Piłkarze Korony Kielce od 4 maja będą trenować na boiskach, w grupach do 6 osób. Prezes Krzysztof Zając chce dokładnych rozporządzeń
Piłkarze Korony Kielce przygotowują się do wznowienia rozgrywek w PKO Ekstraklasie. Trenują indywidualnie, mają też okres dwutygodniowej izolacji sportowej. W poniedziałek, 4 maja, przejdą pierwsze testy na obecność koronawirusa i będą mogli zacząć zajęcia na boisku - w grupach do maksimum 6 osób.
-Przygotowujemy się do wznowienia rozgrywek. Jesteśmy za tym, żeby na boisku zapewnić sobie utrzymanie. Zawodnicy trenują na razie indywidualnie. Codziennie przygotowują też raporty o stanie zdrowia, dotyczące między innymi kaszlu, duszności i temperatury. Tak robią zawodnicy wszystkich klubów PKO Ekstraklasy - wyjaśnia Krzysztof Zając, prezes Korony.

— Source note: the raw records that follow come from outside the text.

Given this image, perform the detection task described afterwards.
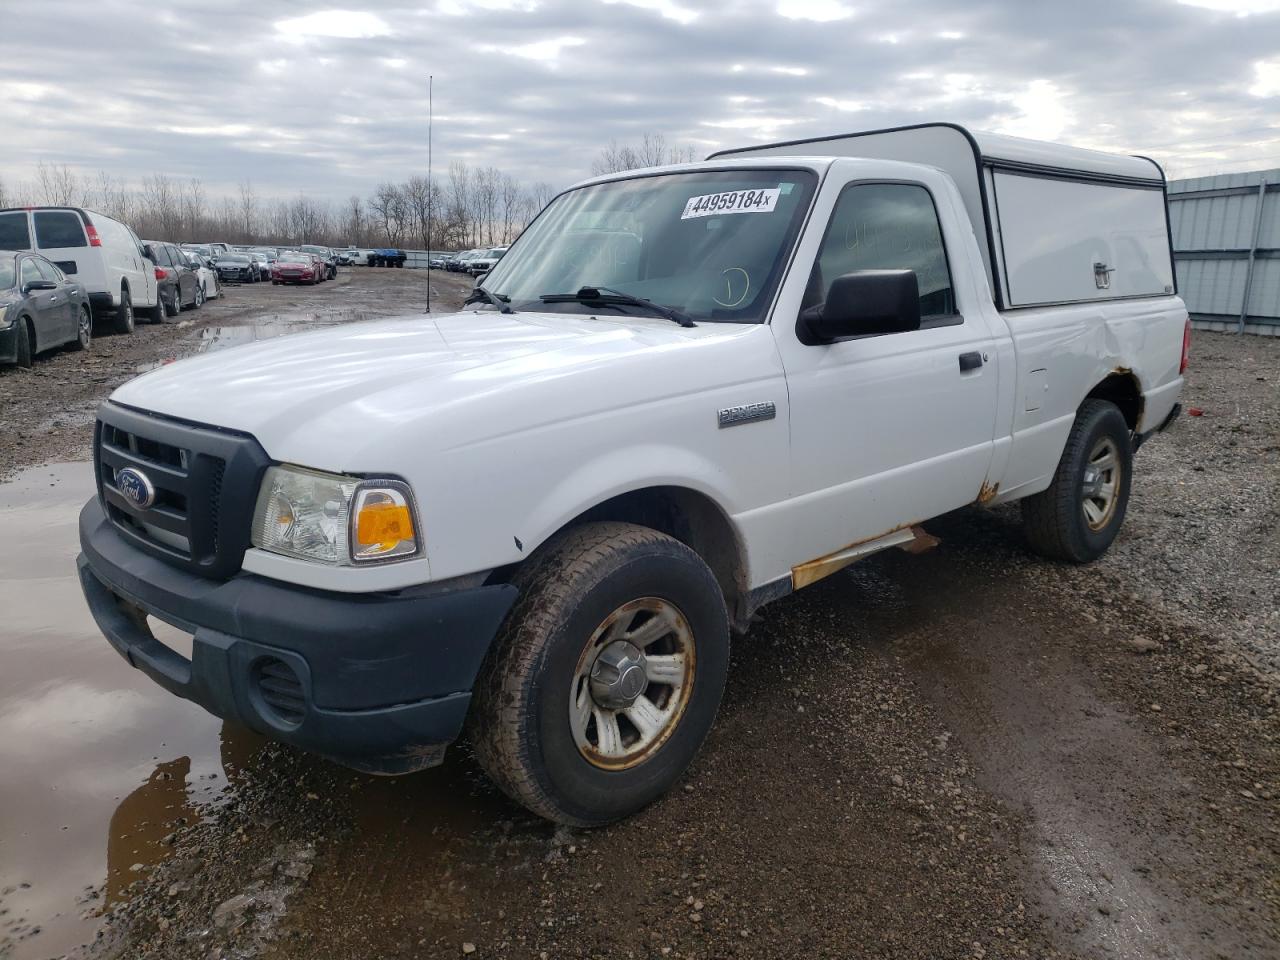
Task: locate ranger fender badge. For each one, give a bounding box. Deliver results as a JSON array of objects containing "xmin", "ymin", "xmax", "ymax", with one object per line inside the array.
[
  {"xmin": 116, "ymin": 467, "xmax": 157, "ymax": 510},
  {"xmin": 718, "ymin": 401, "xmax": 776, "ymax": 429}
]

Trwają też negocjacje z tymi zawodnikami z zagranicy, którzy do tej pory nie zgodzili się na obniżenie wynagrodzeń o 50 procent. W tej sprawie w poniedziałek prezes Krzysztof Zając rozmawiał z kapitanem Adnanem Kovaceviciem i Michałem Gardawskim.
-Poprosiłem, żeby wpłynęli na tych piłkarzy, bo z naszej strony nie będzie kompromisu. Nie możemy się ugiąć, ponieważ klubu nie stać na płacenie 100 procent wynagrodzeń. A czas jest ważny, ponieważ walczymy o licencję na kolejny sezon - dodał prezes.
Obniżenie wynagrodzeń o 50 procent ma obowiązywać od 14 marca do pierwszego meczu ligowego w PKO Ekstraklasie rozgrywanego jako impreza masowa z udziałem publiczności. Wszyscy polscy piłkarze Korony zgodzili się na obniżenie wynagrodzeń, z zagranicznych tylko pięciu. Pozostało czternastu.
Prezes Korony przyznaje, że klub robi wszystko, żeby zespół jak najlepiej przygotował się do rozgrywek. Realizuje wytyczne w tej kwestii, przygotowane przez działającą w sztabie kryzysowym grupę roboczą do spraw wznowienia treningów i rozgrywek. Ma ona silne wsparcie przedstawicieli klubowych ekspertów, między innymi Michała Dutkiewicza, trenera przygotowania fizycznego w Koronie.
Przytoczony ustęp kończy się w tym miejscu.